Diciamolo chiaro. Gli insegnanti che nel giro di pochi giorni hanno dovuto spostare le lezioni dalle classi al web meriterebbero non una medaglia, che quella puoi solo appenderla al muro, ma un robusto aumento di stipendio, visto che sono pure fra i meno pagati d’Europa. Anche molti genitori stanno facendo la loro parte perché se hanno un lavoro da fare in remoto, due figli che devono connettersi alle stesse ore, un solo computer e tre stanze, ogni mattina si apre la trattativa su chi va in camera, in soggiorno, in cucina o in ingresso. Ma i veri pionieri sono i docenti che, dall’oggi al domani, si sono trovati a far lezione dal loro salotto, con relativi figli che devono connettersi per le relative lezioni o che ti chiamano per dirti che è finita la carta igienica, mentre tu sei con i tuoi studenti che non ti vedono più nel ruolo formale, ma nell’intimità di casa tua. Questa cosa è come un coltello con doppia e affilatissima lama perché, se da una parte la barriera che cade può creare coesione, dall’altra rischia di togliere al docente la necessaria distanza data dal ruolo.
Enrico Galiano, scrittore, friulano, ideatore della web serie di successo Cosedaprof e insegnante in una scuola di periferia, dopo aver invitato i suoi colleghi a raccontargli la cosa più assurda, strana o divertente accaduta con la didattica a distanza, detta anche DAD, ha condensato quelle esperienze in un video esilarante intitolato Le meraviglie della Didattica a Distanza.

OGNI POLITICO o esperto che si riempie la bocca con la bellezza delle video lezioni dovrebbe vederlo per capire che, come sostiene Galiano, «Non si può insegnare a distanza. Istruire, sì. Inoltrare informazioni, certo. Trasmettere nozioni, anche. Ma insegnare è un’altra cosa. Insegnare non è accendere un desktop o un cellulare, ma accendere idee, fare domande, svegliare dubbi, far passare la luce. Senza contare che un buon quarto dei nostri studenti non possiede computer e/o non possiede internet a casa e/o non possiede cellulari costruiti dopo il 2006».
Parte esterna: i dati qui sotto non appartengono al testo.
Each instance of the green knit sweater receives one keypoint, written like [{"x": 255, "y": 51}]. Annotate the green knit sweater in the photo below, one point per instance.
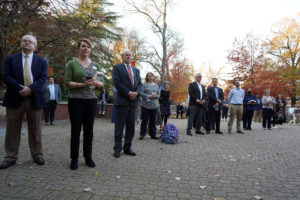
[{"x": 74, "y": 73}]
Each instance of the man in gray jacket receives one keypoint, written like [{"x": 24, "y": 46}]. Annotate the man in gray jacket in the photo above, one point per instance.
[{"x": 52, "y": 97}]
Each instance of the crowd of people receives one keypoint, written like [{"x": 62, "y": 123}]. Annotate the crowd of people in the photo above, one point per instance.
[{"x": 25, "y": 75}]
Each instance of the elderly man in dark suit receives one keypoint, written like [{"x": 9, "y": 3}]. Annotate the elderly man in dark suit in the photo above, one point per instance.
[
  {"x": 196, "y": 104},
  {"x": 128, "y": 83},
  {"x": 25, "y": 75},
  {"x": 52, "y": 98},
  {"x": 215, "y": 98}
]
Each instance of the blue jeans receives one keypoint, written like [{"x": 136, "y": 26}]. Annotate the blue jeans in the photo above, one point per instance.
[{"x": 145, "y": 115}]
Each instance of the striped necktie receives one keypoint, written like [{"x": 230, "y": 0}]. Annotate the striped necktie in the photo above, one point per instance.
[{"x": 26, "y": 72}]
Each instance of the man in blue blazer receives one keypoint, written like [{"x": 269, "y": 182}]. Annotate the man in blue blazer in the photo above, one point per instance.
[
  {"x": 196, "y": 104},
  {"x": 25, "y": 75},
  {"x": 128, "y": 83},
  {"x": 52, "y": 98}
]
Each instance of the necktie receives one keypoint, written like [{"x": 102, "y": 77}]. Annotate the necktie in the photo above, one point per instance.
[
  {"x": 130, "y": 75},
  {"x": 26, "y": 72}
]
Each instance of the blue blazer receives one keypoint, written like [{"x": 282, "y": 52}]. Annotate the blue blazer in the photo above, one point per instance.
[
  {"x": 122, "y": 83},
  {"x": 13, "y": 77},
  {"x": 194, "y": 94}
]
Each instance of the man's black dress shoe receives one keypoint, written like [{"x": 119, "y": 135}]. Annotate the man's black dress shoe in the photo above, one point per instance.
[
  {"x": 39, "y": 160},
  {"x": 6, "y": 164},
  {"x": 89, "y": 162},
  {"x": 189, "y": 133},
  {"x": 117, "y": 154},
  {"x": 199, "y": 132},
  {"x": 130, "y": 152},
  {"x": 74, "y": 164}
]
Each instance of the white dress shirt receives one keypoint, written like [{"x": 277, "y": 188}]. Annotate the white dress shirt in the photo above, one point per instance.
[
  {"x": 131, "y": 71},
  {"x": 30, "y": 56}
]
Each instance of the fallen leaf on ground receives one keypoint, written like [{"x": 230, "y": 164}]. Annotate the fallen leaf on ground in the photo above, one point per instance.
[
  {"x": 202, "y": 187},
  {"x": 88, "y": 189}
]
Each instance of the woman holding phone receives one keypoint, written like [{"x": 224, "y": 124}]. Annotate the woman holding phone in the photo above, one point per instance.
[{"x": 82, "y": 101}]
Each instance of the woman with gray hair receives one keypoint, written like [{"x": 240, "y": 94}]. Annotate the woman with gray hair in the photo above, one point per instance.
[{"x": 149, "y": 104}]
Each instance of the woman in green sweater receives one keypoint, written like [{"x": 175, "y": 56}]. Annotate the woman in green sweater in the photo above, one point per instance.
[{"x": 82, "y": 101}]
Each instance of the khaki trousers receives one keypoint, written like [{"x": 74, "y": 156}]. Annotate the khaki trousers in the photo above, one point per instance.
[
  {"x": 236, "y": 111},
  {"x": 257, "y": 115},
  {"x": 14, "y": 119}
]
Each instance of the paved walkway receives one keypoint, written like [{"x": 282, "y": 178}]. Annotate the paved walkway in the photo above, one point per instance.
[{"x": 260, "y": 163}]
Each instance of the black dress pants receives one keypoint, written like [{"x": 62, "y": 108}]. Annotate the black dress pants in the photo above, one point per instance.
[
  {"x": 214, "y": 118},
  {"x": 125, "y": 117},
  {"x": 82, "y": 114},
  {"x": 247, "y": 118}
]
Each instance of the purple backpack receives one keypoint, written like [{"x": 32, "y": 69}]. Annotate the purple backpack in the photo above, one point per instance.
[{"x": 169, "y": 134}]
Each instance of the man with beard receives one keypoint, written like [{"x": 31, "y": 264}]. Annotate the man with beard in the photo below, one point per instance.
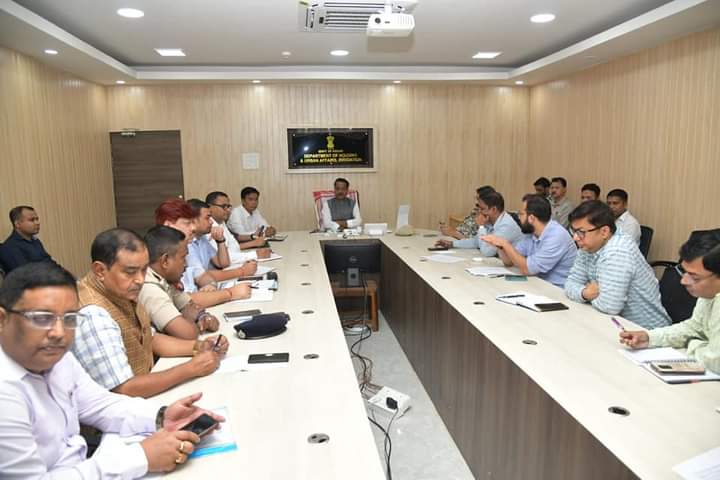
[{"x": 547, "y": 250}]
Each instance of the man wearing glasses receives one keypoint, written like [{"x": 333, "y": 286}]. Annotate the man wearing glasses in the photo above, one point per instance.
[
  {"x": 45, "y": 394},
  {"x": 492, "y": 220},
  {"x": 609, "y": 271},
  {"x": 220, "y": 209},
  {"x": 700, "y": 334}
]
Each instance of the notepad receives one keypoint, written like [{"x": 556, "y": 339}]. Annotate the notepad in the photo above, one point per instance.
[
  {"x": 645, "y": 357},
  {"x": 489, "y": 271},
  {"x": 536, "y": 303}
]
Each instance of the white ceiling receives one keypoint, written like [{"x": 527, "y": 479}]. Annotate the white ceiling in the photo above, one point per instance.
[{"x": 238, "y": 39}]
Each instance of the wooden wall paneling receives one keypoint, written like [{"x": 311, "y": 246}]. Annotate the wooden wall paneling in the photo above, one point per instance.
[
  {"x": 434, "y": 144},
  {"x": 55, "y": 156},
  {"x": 646, "y": 123}
]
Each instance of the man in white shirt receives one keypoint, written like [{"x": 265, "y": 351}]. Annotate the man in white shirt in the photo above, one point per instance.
[
  {"x": 45, "y": 394},
  {"x": 246, "y": 221},
  {"x": 617, "y": 201},
  {"x": 220, "y": 208},
  {"x": 340, "y": 212},
  {"x": 560, "y": 204}
]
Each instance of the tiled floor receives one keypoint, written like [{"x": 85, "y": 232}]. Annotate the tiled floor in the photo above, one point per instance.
[{"x": 422, "y": 448}]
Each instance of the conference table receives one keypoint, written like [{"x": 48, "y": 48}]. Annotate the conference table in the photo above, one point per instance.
[{"x": 525, "y": 395}]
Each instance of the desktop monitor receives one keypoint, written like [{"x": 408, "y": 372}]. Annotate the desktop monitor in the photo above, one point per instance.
[{"x": 352, "y": 257}]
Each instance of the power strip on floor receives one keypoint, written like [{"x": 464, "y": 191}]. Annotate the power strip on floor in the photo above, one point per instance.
[{"x": 379, "y": 401}]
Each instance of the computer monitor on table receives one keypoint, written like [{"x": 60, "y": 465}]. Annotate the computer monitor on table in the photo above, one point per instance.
[{"x": 352, "y": 257}]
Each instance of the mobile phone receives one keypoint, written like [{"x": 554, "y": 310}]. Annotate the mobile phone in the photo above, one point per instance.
[
  {"x": 269, "y": 358},
  {"x": 240, "y": 316},
  {"x": 202, "y": 425}
]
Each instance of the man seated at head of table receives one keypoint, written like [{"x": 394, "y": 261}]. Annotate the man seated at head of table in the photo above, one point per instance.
[
  {"x": 609, "y": 272},
  {"x": 45, "y": 394},
  {"x": 492, "y": 220},
  {"x": 246, "y": 221},
  {"x": 468, "y": 227},
  {"x": 23, "y": 246},
  {"x": 205, "y": 264},
  {"x": 547, "y": 249},
  {"x": 171, "y": 311},
  {"x": 178, "y": 214},
  {"x": 700, "y": 334},
  {"x": 220, "y": 208},
  {"x": 341, "y": 211},
  {"x": 116, "y": 344}
]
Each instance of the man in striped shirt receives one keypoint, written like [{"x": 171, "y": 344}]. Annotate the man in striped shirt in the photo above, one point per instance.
[{"x": 610, "y": 272}]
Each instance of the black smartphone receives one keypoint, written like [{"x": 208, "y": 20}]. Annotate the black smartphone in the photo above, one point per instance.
[
  {"x": 202, "y": 425},
  {"x": 269, "y": 358}
]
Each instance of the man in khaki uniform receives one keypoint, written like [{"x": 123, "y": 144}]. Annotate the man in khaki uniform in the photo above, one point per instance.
[{"x": 171, "y": 311}]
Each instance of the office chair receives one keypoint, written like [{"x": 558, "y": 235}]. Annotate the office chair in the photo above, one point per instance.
[{"x": 646, "y": 234}]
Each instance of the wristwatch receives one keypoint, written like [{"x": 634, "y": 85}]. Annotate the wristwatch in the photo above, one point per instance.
[{"x": 160, "y": 418}]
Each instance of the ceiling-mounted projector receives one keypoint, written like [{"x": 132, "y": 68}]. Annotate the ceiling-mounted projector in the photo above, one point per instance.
[
  {"x": 389, "y": 24},
  {"x": 354, "y": 15}
]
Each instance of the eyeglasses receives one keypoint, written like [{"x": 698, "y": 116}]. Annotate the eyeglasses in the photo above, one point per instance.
[
  {"x": 46, "y": 320},
  {"x": 581, "y": 233},
  {"x": 693, "y": 277}
]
Il video che ha girato lo dimostra bene. Sembrerà assurdo, ma una delle cose più estenuanti della DAD è l’appello che può prendere anche mezz’ora perché un ragazzo non si vede, l’altro si sposta, l’altro si è sconnesso, un altro ancora è in ritardo. Quando finalmente si inizia, immancabilmente salta su uno che dice: «Prof. posso andare in bagno?». Ma benedetto ragazzo non hai nemmeno dovuto uscire di casa, hai il wc a un metro, proprio adesso? Oppure c’è quello che all’improvviso si spoglia davanti all’insegnante che grida: «Ma che fai???»

E LUI: «Prof, scusi, pensavo di essere fuori campo. Mi stavo cambiando per la lezione». Oppure il docente chiede: «Ma dov’è andato Giuseppe?». Quando l’assente finalmente compare, dietro di lui si sente una spernacchiata di tromba. La docente chiede conto e il tapino risponde: «Scusi prof, ma siamo in quattro e mio fratello ha deciso di suonare proprio adesso». Non parliamo poi dei genitori che, nascosti dietro al computer, suggeriscono: «Guarda che ha detto when non where», facendo fare al figliolo una figura barbina. E questi sono solo alcuni fra i tanti esempi perché c’è di peggio, come quella lezione interrotta in fretta e furia dalla docente perché uno dei ragazzi in collegamento aveva fatto partire un video porno.
Una cosa positiva però si intravvede. Tutti hanno detto di avere una gran voglia di tornare in classe fisicamente. Qualcuno ha pure promesso che studierà come un matto e prenderà tutti nove e dieci, basta che il virus se ne vada. Sui nove e sui dieci non avanziamo pretese. Anche un sette va bene.